As a web designer and marketing consultant, I’ve heard the saying “design is the new marketing” more than a handful of times in my career. Enough so that I’m already feeling numb to the jargon and simply want to move on to the meaning.
But this idea that design is in any way a NEW concept is preposterous. Sure, successful companies like Apple have brought renewed attention to putting design at the forefront of the marketing cycle. And folks like Jack Dorsey, co-founder of Twitter and CEO of Square, note that technology is as much about art and craftsmanship as anything.
Design has always been at the core of incredible products and services and will continue to be the driving force behind capturing consumer attention. Whether we’re talking about the sleek and sexy new packaging you plan to use for your latest product launch or the graphics you use to welcome new customers online, your overall design should to be well planned and well executed.
Let’s first take a moment to flesh out what purpose design really serves. Let’s agree that design isn’t merely a visual representation of your brand. Rather, it’s the mechanism you use to get your customers to feel something. It’s the spark that drives an emotional connection to your business, not just a visual attention-grabber.
American poet and memoirist Maya Angelou once wrote
I’ve learned that people will forget what you said, people will forget what you did, but people will never forget how you made them feel.
If you think about it in these terms, design is the impression you leave on your customers.

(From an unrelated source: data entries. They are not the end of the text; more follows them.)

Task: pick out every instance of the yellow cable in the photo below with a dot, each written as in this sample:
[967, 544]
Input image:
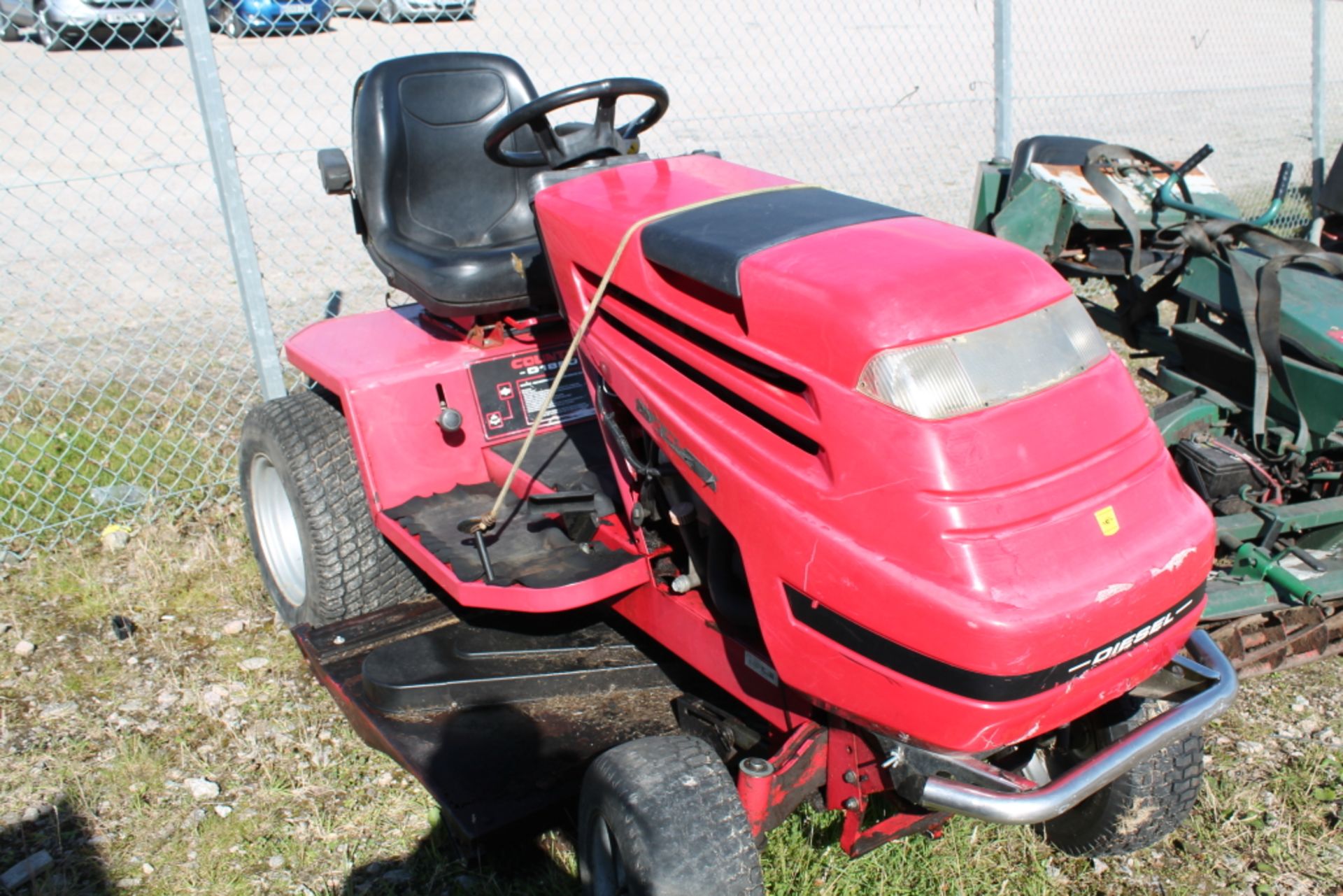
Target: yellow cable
[488, 522]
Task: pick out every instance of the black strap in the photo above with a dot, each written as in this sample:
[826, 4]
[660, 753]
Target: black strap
[1260, 300]
[1114, 156]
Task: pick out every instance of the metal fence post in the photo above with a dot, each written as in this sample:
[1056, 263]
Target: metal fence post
[218, 137]
[1316, 101]
[1002, 80]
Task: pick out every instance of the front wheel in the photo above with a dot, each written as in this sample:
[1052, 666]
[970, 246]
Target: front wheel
[1141, 808]
[320, 554]
[661, 817]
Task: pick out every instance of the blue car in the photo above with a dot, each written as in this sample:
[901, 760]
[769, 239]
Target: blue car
[236, 17]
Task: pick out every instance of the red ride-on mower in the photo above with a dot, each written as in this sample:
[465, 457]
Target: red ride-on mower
[734, 492]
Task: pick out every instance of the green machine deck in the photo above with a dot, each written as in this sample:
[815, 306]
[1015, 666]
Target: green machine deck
[1248, 329]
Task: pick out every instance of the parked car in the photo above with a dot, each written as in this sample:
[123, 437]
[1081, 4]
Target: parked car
[64, 23]
[14, 15]
[392, 11]
[236, 17]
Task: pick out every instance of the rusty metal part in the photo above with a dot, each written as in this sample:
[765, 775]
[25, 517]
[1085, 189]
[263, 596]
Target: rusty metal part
[1281, 640]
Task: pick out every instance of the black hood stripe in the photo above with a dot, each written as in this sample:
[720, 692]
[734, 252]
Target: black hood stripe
[966, 683]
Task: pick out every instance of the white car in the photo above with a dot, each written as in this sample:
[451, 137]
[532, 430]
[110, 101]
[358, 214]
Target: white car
[64, 23]
[401, 10]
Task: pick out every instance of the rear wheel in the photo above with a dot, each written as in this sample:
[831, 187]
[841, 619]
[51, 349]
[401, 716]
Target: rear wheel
[661, 817]
[320, 555]
[1139, 809]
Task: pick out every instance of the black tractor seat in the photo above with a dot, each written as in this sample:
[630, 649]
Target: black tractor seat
[1049, 150]
[443, 222]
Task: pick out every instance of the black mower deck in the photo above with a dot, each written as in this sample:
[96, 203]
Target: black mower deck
[497, 723]
[534, 553]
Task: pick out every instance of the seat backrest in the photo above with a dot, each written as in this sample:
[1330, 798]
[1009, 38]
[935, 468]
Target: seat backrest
[1049, 150]
[420, 171]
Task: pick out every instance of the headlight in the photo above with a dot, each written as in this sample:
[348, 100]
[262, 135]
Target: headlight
[988, 367]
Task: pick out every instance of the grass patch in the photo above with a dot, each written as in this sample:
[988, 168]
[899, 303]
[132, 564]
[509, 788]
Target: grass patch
[99, 737]
[106, 452]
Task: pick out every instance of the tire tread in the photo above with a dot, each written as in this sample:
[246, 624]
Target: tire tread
[357, 570]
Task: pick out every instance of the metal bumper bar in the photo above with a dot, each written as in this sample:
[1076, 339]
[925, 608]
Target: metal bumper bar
[1080, 782]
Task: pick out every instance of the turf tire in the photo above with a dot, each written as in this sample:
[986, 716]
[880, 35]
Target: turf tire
[661, 817]
[1143, 806]
[350, 569]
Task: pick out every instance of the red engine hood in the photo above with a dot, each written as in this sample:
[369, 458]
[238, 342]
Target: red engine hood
[981, 541]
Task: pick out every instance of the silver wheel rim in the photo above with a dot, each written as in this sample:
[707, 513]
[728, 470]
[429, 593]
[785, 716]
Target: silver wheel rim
[277, 531]
[607, 865]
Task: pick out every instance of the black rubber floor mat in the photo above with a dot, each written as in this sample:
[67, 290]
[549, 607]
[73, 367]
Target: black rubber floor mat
[535, 554]
[566, 458]
[461, 665]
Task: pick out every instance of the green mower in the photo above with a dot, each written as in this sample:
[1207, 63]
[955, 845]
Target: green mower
[1251, 355]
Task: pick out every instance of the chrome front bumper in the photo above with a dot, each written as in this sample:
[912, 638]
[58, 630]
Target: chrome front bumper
[1077, 783]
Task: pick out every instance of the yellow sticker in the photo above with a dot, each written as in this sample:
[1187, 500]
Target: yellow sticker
[1107, 520]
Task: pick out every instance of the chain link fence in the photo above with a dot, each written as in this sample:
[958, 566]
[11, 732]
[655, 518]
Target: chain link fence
[125, 360]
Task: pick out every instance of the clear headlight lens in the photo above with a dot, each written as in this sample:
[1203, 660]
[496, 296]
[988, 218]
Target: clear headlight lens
[988, 367]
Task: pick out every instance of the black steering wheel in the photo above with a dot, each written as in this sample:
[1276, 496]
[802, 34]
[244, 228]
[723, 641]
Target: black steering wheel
[599, 140]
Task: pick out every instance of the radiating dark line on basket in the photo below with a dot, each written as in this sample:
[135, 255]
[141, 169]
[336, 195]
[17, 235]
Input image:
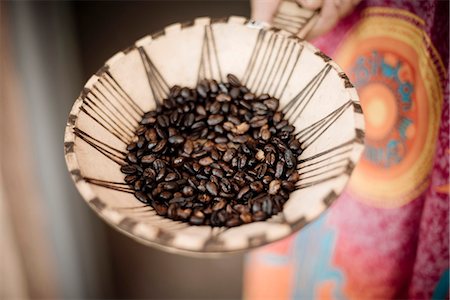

But this begs the question… How does compelling design help me break through the clutter and capture attention for my brand?
To serve as a guideline for some of the ways companies should approach the concept of design, here are a few best practices to follow:
1) Identify the purpose of your content. Explore in great detail how you want your prospects to react, what you want them to do, what outcome do you want to see happen, and what do you want to achieve. Back to Jack Dorsey, at Square he starts by writing out a mini-play about how a user might use the product. This helps the entire staff, from the engineers to the marketing staff, understand the product use cycle from start to finish.
2) When it doubt, simplicity is the best course of action. You’ll serve your brand well to convey your message using the fewest possible words or actions. Whenever possible, eliminate clutter that would otherwise distract consumers from engaging with your brand. Stick to your core message and avoid design decisions that are merely ornamental in nature.
3) Keep things consistent. Face it, both red and green lights are housed in the same streetlight but have distinctly different meanings. Don’t send your customers mixed signals by fragmenting the aesthetic elements of your design. Provide a consistent look and feel across all of your consumer touch points and make it easy to associate common feelings surrounding them all.
In thinking about design as an element of marketing, put the customer on a pedestal and work to peel back the complex layers of who that person is at heart. By approaching design in terms of not just actions, but emotions, we begin to create a brand in tune with the people we serve.